Wednesday, September 25, 2002
Giants widen wild-card lead
The Associated Press
SAN FRANCISCO Dusty Baker received a courtesy call Tuesday morning from Colorado manager Clint Hurdle, who explained why his top two players would not be in the lineup against Los Angeles.
It didn't matter.
Baker's San Francisco Giants won again, and Hurdle's depleted lineup beat the Dodgers moving the Giants closer to clinching the NL wild card.
Barry Bonds hit his 45th homer and Benito Santiago drove in four runs as the Giants defeated the San Diego Padres 12-3 Tuesday night.
Russ Ortiz won his sixth straight start for the Giants, who have won four in a row and six of seven to move three games ahead of Los Angeles in the wild-card race. The Dodgers lost 1-0 to Colorado.

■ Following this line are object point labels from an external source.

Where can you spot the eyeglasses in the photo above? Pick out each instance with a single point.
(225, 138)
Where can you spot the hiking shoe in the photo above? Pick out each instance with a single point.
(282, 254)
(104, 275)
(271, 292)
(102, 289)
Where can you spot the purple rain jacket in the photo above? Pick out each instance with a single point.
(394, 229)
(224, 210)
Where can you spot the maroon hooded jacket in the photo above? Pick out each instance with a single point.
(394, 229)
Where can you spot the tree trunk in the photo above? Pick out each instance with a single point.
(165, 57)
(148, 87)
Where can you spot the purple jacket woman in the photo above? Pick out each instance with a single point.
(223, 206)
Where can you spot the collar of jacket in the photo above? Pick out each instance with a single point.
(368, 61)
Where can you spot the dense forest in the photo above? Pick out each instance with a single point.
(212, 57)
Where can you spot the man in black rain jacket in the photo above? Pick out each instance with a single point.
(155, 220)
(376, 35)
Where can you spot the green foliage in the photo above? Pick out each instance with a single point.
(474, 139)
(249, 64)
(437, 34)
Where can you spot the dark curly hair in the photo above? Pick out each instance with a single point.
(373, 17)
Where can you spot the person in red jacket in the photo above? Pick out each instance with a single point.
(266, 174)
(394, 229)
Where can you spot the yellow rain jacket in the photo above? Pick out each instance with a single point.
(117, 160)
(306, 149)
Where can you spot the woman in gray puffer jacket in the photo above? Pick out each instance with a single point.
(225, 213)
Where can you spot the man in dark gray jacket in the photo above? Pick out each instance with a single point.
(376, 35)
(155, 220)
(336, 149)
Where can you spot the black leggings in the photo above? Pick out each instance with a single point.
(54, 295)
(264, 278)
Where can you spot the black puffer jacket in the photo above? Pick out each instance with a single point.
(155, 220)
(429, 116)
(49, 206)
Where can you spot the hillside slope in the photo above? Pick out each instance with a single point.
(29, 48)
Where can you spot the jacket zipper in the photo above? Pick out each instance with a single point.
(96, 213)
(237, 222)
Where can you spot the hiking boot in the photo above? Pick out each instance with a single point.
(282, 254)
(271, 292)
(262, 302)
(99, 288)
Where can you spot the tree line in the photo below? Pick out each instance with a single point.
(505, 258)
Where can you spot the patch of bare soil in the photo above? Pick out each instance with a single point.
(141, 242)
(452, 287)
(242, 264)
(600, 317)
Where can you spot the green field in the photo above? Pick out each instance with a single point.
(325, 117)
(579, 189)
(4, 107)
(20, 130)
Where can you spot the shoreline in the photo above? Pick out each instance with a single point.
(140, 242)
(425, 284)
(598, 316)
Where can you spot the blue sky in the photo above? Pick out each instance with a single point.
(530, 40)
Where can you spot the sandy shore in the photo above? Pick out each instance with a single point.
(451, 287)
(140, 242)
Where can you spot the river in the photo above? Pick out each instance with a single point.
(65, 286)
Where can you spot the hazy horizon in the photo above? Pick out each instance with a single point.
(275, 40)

Hurdle let Baker know that Todd Helton's wife was having a baby and Larry Walker was sidelined with an eye problem. Baker appreciated not having to learn it just from the box score in his morning newspaper.
He said he respects me and the job I do, Baker said. It was a manager-to-manager courtesy. He said, 'We're going to get after them' just the way they got after us.
Los Angeles has five games left and the Giants have four, plus a possible makeup game Monday in Atlanta.
Seconds after the final out in LA, the Pacific Bell Park out-of-town scoreboard was updated with an F for final score and fans started chanting Beat LA! Beat LA! just as they have been for weeks.
Bonds drove a 1-1 pitch over the wall in right field for a two-run homer in the seventh off Mike Bynum. It was the 612th career homer for Bonds, who also drew his major league-leading 64th and 65th intentional walks, giving him 193 total.
Before his team played Tuesday, Baker stressed it would take some timely hitting by Santiago in the No. 5 hole following Jeff Kent and Bonds for the Giants to be successful in the playoffs.
And Santiago showed just that on a misty San Francisco night, in which the moisture hovered just above the field for most of the game.
The veteran catcher was a homer shy of the cycle. He hit a two-run triple to the wall in right-center off Oliver Perez (3-5) in the three-run third. After sliding into third, he immediately hopped up and pumped his fist.
Kent drove in the first run of the inning with a bloop single to shallow right-center. After a single by Bonds, the pair moved up on a wild pitch, then scored on the hit by Santiago.
The 37-year-old Santiago also had an RBI single in the fifth and a sacrifice fly in a four-run sixth. He doubled in the seventh.
He sat out a two-game suspension last week after being accused of bumping umpire Mark Hirschbeck in a game against San Diego at Pac Bell on Sept. 15.
I am fresh, said Santiago, who didn't know he was close to the cycle and says there's still time in his career to do it. Maybe the suspension helped me out. I'm 37 but I feel like 29.
Ortiz (14-10) retired the first seven batters and did not allow a hit until a fourth-inning single to Phil Nevin.
The right-hander allowed three runs and six hits in 6 2-3 innings, striking out five. He left to a standing ovation when he gave way to Scott Eyre. Ortiz waved his glove and tipped his hat to the crowd as a dollar bill reading In Russ We Trust appeared on the scoreboard.
Ortiz is one win shy of his career-best winning streak, and he could match it Sunday against Houston.
The bottom line is just being consistent with everything, he said. Our starting pitching is pretty solid and the way the guys have been swinging the bats and playing defense, you have to feel good. We're having a lot of fun but we're still doing our jobs.
San Diego manager Bruce Bochy played with Santiago early on, before a car wreck derailed Santiago's career for a short time four years ago.
He's done a great job of resurrecting his career, Bochy said. He's matured as a player and he's smarter as a catcher and hitter. I'm happy for him.
San Francisco's Reggie Sanders hit a solo homer with two outs in the second that went just over the outstretched glove of left fielder Ray Lankford.
The Giants' sixth inning featured a bases-loaded walk by Bynum to J.T. Snow. Bonds and Sanders, who both walked, scored on David Bell's two-run single, and Santiago had the sacrifice fly that scored Kenny Lofton.
Perez allowed four runs and six hits in four innings.
Notes: The Giants' Tsuyoshi Shinjo led off the seventh with a single to break a four-game hitless streak. ... Bonds has walked 33 times against San Diego this season. ... San Francisco is three games behind first-place Arizona, the closest the Giants have been to the Diamondbacks in two months. ... Ortiz has a 2.34 ERA during his win streak and has a lifetime regular season record of 16-4 after August.